Thwarted by a snow storm from visiting family today, my dog and I opted for a long snowshoe up the ridge behind my house to the Lily Pond. It’s a familiar tromp for me and it was fun to say hi to the spots where I picked dye mushrooms just a few months ago now all blanketed in white. When I collect wild stuff for dyes, I don’t pay for it. But I do pay attention to what I am doing, acknowledge the joy of discovery, take a moment to study the living plant or mushroom before I pick it, and make sure to never take more than would be sustainable for a particular patch. When I started foraging a few years ago, I could sense first-hand what it felt like to be greedy with Nature’s gifts. The usually enjoyable activity of walking in the woods felt icky if I was trying to load up on and possess these scarce and beautiful beings that were sitting so perfectly in their home environments.
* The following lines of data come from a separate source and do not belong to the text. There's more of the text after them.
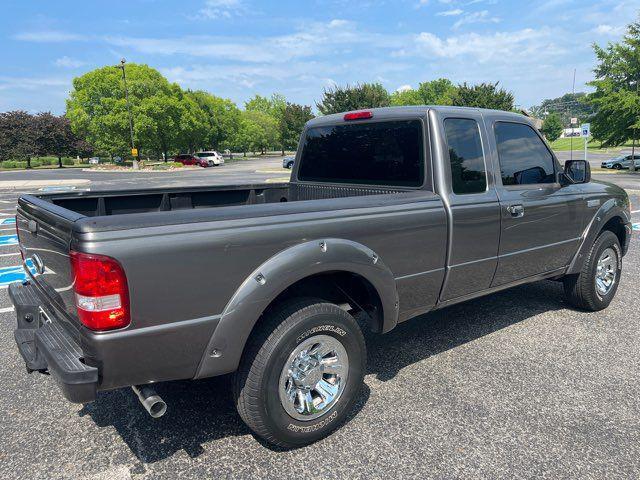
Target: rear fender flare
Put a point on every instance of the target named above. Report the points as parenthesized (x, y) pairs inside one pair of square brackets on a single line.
[(614, 207), (279, 272)]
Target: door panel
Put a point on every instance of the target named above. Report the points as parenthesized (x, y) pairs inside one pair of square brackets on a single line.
[(544, 238), (474, 207), (541, 222)]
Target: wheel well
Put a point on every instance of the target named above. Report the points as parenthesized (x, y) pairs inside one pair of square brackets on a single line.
[(616, 225), (350, 291)]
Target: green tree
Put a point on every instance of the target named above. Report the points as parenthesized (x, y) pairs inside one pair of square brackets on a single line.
[(440, 91), (617, 96), (407, 97), (268, 126), (18, 136), (552, 127), (97, 108), (569, 105), (483, 95), (223, 119), (343, 99), (158, 122), (292, 123), (249, 135), (54, 136)]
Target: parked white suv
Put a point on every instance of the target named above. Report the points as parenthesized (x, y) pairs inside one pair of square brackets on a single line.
[(213, 157)]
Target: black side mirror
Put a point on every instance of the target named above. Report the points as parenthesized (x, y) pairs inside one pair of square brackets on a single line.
[(577, 171)]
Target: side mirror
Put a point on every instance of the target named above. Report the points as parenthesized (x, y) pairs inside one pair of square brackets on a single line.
[(577, 171)]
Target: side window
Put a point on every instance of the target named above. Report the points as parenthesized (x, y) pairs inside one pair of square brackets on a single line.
[(524, 158), (468, 173)]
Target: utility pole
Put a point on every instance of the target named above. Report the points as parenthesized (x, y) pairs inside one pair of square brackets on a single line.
[(573, 91), (632, 166), (134, 150)]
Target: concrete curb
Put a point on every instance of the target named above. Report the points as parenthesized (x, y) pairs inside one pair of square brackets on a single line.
[(43, 183)]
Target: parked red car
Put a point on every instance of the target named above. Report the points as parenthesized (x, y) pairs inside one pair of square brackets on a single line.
[(188, 159)]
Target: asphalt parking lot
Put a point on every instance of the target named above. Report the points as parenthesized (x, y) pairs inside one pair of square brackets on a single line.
[(511, 385)]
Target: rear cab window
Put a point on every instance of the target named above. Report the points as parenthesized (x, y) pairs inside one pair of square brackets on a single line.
[(468, 171), (385, 153), (523, 156)]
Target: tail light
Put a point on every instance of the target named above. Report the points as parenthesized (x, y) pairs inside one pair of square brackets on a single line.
[(363, 115), (18, 239), (101, 291)]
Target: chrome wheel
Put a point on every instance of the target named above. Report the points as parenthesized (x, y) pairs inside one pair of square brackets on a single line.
[(313, 377), (606, 271)]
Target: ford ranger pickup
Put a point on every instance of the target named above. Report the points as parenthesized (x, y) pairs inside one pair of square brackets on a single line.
[(389, 214)]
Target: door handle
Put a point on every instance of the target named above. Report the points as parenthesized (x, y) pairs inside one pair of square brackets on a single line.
[(516, 210)]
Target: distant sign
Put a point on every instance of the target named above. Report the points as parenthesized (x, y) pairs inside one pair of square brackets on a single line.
[(585, 130)]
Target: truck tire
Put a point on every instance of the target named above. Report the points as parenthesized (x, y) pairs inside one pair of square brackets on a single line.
[(301, 372), (596, 284)]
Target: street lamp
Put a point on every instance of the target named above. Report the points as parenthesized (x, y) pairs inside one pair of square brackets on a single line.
[(134, 150)]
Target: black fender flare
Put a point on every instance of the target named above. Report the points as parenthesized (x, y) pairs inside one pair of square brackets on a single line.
[(275, 275), (613, 207)]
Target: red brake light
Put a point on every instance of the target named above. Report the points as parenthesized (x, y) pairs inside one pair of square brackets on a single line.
[(358, 115), (18, 238), (101, 291)]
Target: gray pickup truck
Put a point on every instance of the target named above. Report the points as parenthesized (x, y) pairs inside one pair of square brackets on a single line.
[(390, 213)]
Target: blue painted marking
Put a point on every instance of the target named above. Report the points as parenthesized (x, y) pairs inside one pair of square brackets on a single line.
[(15, 274), (8, 240)]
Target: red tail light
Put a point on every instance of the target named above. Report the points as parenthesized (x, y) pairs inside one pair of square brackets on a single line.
[(358, 115), (101, 291), (18, 238)]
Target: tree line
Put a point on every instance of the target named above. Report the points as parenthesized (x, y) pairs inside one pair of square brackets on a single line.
[(24, 135), (169, 119)]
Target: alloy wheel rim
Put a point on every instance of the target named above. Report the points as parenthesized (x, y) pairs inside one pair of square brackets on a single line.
[(314, 377), (606, 271)]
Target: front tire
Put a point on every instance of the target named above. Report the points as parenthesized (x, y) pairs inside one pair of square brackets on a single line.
[(301, 372), (595, 286)]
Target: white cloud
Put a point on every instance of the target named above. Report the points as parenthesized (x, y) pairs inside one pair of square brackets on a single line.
[(215, 9), (67, 62), (450, 13), (610, 30), (476, 17), (313, 39), (32, 83), (49, 36), (404, 88), (498, 46)]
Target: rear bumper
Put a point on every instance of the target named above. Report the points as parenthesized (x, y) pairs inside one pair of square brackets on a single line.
[(47, 346)]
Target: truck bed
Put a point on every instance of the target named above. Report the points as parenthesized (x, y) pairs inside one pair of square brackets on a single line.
[(119, 202)]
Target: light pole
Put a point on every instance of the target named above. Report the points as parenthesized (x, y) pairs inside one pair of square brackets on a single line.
[(134, 150)]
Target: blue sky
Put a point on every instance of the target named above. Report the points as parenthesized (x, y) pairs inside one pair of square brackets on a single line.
[(237, 48)]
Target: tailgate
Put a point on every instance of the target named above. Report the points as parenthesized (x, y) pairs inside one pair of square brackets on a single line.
[(44, 233)]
I’ve been reading Robin Wall Kimmerer’s Braiding Sweetgrass which has given not only validation to my practice of paying attention to how I forage, but a framework for reciprocity with the land based on the concept of the gift economy. By taking the time to have a relationship with the wildflower and mushroom patches year after year, I learn their habits, can watch when and where they appear, if they seem stressed or vigorous, and only if there is a bounty do I read it as being a gift for me to gather. In turn, I do what I can to protect and enhance their environments and I spread their spores and seeds through the slats of my baskets. They should flourish more and more through the attention and respect I offer. I don’t need huge quantities of any of these precious dye bearing bodies to make the quantities of hats that I do, and I let what is plentiful dictate what colors will populate the patterns.